The United Nations could hardly have picked a more appropriate place for next week's International Conference on Population and Development than crowded, chaotic Cairo. Home to 14 million people, the Egyptian capital shows all too clearly the consequences of the inexorable human drive to have children. Cairo's open space per capita must be measured in square inches, and the poorest citizens build shelters on rooftops, in cemeteries and in the city dump. Cramped conditions are nothing new, of course, but even old-timers lament that population pressures are making Egyptians "bestial" to one another.

Cairo is also buffeted by all the political, cultural and religious forces that tend to interfere with effective birth-control programs. Egyptian President Hosni Mubarak has worked hard, with some success, to curb the country's growth rate, and the government is proud to be hosting a conference expected to attract up to 20,000 participants, including several heads of $ state. Egypt's fundamentalist Muslim sheiks take a different view, however, drawing cheers from their followers when they denounce the meeting as a "Zionist and imperialist assault against Islam."

The organizers of the conference don't see it that way, but they do admit that the purpose of the gathering is to bring about a radical shift in the world's population policies. For three years, representatives from 180 nations have been laying the groundwork at preparatory meetings, and unlike delegates to previous population negotiations, they invited substantial contributions from women's groups. The result is a tentative plan built around the idea that the key to curbing population is enhancing the status of women around the world. The plan, which has the support of the U.S., calls for channeling $17 billion annually by the year 2000 into many local programs, including those that would give women better educational opportunities, easier access to family-planning services and improved health care. Other proposals would finance campaigns urging men to shoulder more responsibility for contraception, child rearing and even housework. Says Nafis Sadik, executive director of the U.N. Population Fund and the guiding force behind the conference: "There is a strong focus on gender equality and empowering women to control their lives, especially their reproductive lives." This approach drew immediate objections from advocates of traditional family planning, who were worried that a feminist agenda would divert money away from proven birth- control methods.

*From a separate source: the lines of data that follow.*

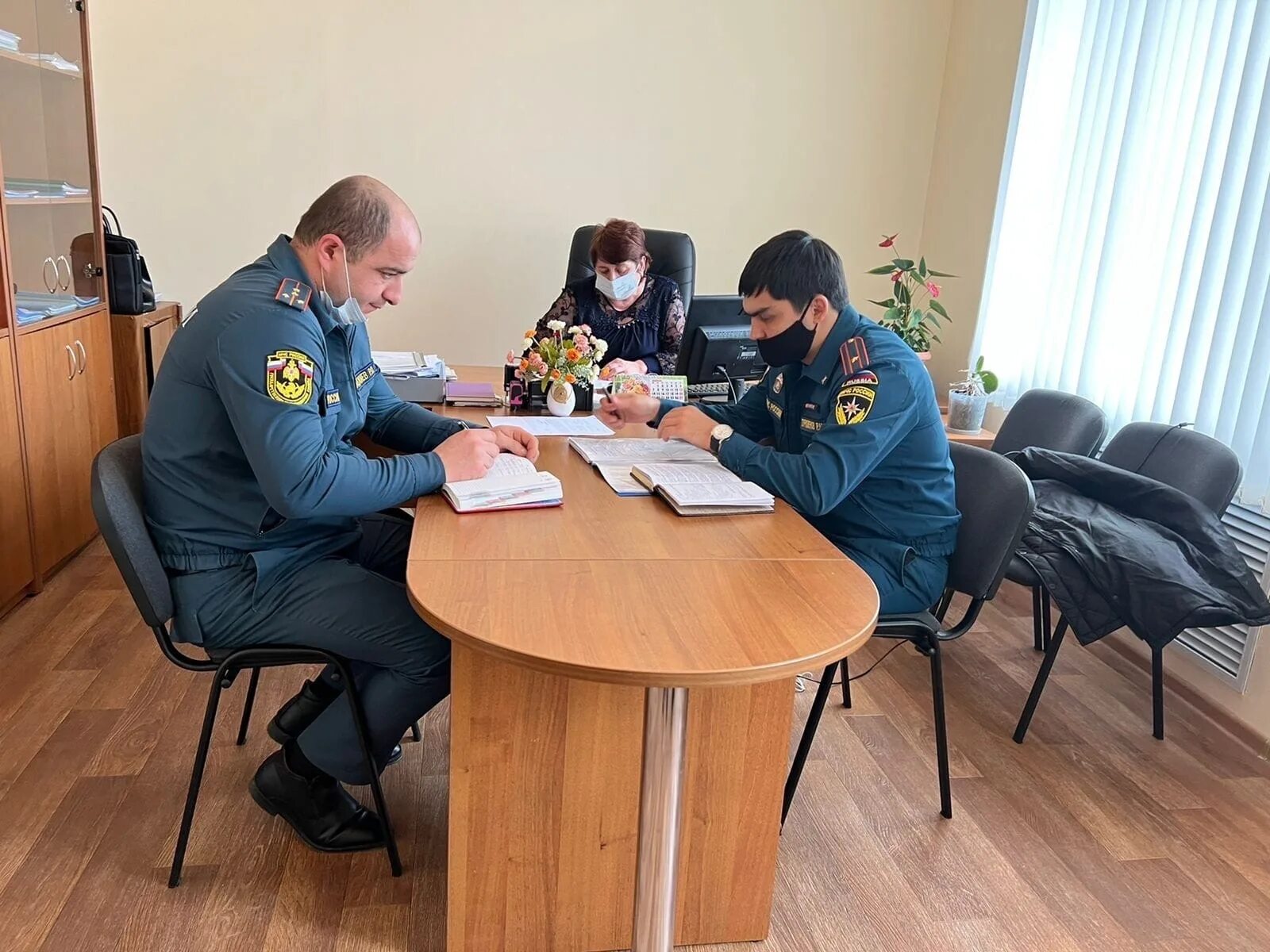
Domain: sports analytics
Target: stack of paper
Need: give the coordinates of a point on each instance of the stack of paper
(56, 60)
(556, 425)
(639, 451)
(410, 363)
(512, 482)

Such language drew early and fervent protests from the Vatican, which sees "control their reproductive lives" as a code phrase calling not only for access to artificial birth-control methods but also for abortion on demand. When Pope John Paul II met with Sadik earlier this year, he delivered a message condemning abortion as a "heinous evil" and followed up by calling the proposed plan a "project of systematic death." Sadik maintains that the conference plan does not endorse or encourage abortion, but merely declares that the millions of abortions performed every year should be done under conditions that ensure the safety of the women.